Открылся широкий вид на реку с ее низким противоположным берегом, зарослями ольхи и черемухи над самой водой, выпускающими первые, полупрозрачной розовости, листочки, с темно-зелеными купами невырубленных ельников и мягким кружевом сосновых урочищ. Там, далеко, в кудрявой оторочке лесных вершин, горели под солнцем золоченые купола Троицко-Гледенского монастыря, а над всем этим богатством в голубом просторе неслись распластанные весенние облака, порывистые и бесформенные, как сама весна.
— Гляди-ка, Двина! — покачиваясь на мягкой сенной подстилке, проговорил Запорожцев. Вдыхая весеннюю речную свежесть, он испытывал прилив какого-то особого чувства, свойственного русскому человеку, когда доведется нежданно-негаданно окинуть одним взглядом захватывающий простор большой реки. — Двина! — повторил он, не отрывая глаз от переполненных разливом берегов. — А хороша река, Федор! — Потом задумался и добавил: — Так вот и реки, как люди. Погляди: ну чем же не река? А вот нет ей такого почета, как, скажем, Волге. Никто о ней сроду не сказал «матушка», «кормилица»…

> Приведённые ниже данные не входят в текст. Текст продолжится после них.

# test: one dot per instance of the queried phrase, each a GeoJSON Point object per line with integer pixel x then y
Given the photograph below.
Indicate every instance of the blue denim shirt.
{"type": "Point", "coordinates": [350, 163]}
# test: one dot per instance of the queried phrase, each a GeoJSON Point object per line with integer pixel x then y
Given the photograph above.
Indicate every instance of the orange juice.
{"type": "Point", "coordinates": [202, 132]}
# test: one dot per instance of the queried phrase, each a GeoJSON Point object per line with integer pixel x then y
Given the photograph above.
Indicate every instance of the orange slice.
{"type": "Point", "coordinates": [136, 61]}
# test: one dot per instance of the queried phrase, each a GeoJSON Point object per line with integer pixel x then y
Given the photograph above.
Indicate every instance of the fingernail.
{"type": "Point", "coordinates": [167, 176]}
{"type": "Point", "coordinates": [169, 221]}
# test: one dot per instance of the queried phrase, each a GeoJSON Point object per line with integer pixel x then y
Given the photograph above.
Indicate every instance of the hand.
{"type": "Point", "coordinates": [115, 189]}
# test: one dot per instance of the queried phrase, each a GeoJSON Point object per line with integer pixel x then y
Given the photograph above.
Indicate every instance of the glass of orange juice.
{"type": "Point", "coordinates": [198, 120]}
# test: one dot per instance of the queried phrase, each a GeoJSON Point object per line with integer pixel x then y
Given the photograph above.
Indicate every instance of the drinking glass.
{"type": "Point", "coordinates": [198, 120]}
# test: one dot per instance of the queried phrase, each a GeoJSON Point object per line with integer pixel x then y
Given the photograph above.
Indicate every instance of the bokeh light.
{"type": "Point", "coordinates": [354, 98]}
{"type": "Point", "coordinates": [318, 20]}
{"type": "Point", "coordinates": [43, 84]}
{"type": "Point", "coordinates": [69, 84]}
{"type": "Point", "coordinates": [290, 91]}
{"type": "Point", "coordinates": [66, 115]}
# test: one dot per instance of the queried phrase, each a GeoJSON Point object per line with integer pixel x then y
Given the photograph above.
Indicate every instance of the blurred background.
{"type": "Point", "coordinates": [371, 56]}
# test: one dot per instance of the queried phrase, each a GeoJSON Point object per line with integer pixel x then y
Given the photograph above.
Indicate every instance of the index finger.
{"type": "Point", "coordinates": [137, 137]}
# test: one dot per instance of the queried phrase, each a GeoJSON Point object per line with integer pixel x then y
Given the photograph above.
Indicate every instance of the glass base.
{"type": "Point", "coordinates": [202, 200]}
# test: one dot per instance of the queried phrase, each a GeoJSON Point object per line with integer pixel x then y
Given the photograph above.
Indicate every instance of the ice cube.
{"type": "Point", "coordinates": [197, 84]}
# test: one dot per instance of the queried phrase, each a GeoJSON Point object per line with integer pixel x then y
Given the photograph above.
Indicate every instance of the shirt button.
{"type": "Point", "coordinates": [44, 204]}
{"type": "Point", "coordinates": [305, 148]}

— Несправедливость судьбы. Все то же… — усмехнулся Сорокин.
При этих словах возница сдвинул на затылок свою старую солдатскую папаху и с живостью обернулся к седокам:
— Я так смекаю: почет да любовь — они не за одну красоту, слышь. Стало быть, какая река больше напоит народа, той и почету больше. Из Волги вся Россия пьет. А кои людишки на Двине аль по-над Вычегдой размножаются, тем, надо полагать, и Вычегда родимая мать!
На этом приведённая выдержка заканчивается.